Near-junction cooling for next-generation power electronics

This article focuses on chip-scale single-phase cooling for high heat flux and high temperature power device operation. This technology is focused on future wide band-gap semiconductors, which are expected to survive harsh environments. To this end, strategies for near-junction cooling of vertical current power electronics devices are briefly reviewed, and two chip-scale coolers are experimentally investigated. Using single-phase water at an inlet temperature of 50 °C, a 40 mm × 20 mm straight microchannel (quantity 200, 38 μm × 313 μm) cooling chip is shown to dissipate up to 127.5 W/cm2 over a 1 cm2 area with a pressure drop of 40.2 kPa at 100 ml/min. A second 75% downsized 20 mm × 10 mm cooling chip based on a unique 500 μm × 500 μm unit cell microchannel plus jet impingement array architecture is then introduced. At the same inlet temperature and in single-phase operation, this chip-scale cooler is shown to dissipate up to 1.02 kW/cm2 over a 0.25 cm2 area.
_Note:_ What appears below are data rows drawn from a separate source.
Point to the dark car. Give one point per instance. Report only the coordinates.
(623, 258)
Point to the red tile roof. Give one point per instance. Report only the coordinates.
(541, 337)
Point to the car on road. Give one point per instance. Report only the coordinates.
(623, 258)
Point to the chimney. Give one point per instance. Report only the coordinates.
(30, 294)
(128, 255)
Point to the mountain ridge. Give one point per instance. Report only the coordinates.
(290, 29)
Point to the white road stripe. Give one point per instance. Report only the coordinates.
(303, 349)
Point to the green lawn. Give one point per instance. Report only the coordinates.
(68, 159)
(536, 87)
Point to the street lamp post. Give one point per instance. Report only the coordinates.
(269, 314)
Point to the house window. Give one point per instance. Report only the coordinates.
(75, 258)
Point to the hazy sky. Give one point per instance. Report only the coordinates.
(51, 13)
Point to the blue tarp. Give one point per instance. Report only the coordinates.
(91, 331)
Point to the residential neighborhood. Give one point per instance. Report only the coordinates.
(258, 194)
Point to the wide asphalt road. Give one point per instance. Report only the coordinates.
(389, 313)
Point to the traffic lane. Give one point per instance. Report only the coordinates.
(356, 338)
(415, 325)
A maximum average heat transfer coefficient of 120.2 kW/m2K and a pressure drop of 81.2 kPa is further established at a 450 ml/min fluid flow rate. The unit cell jet impingement-based design is shown to additionally support average heater temperatures of 177.1 °C. Such technologies are anticipated to enable a 5-to-10-fold reduction in power package size when compared with traditional remote cooling strategies.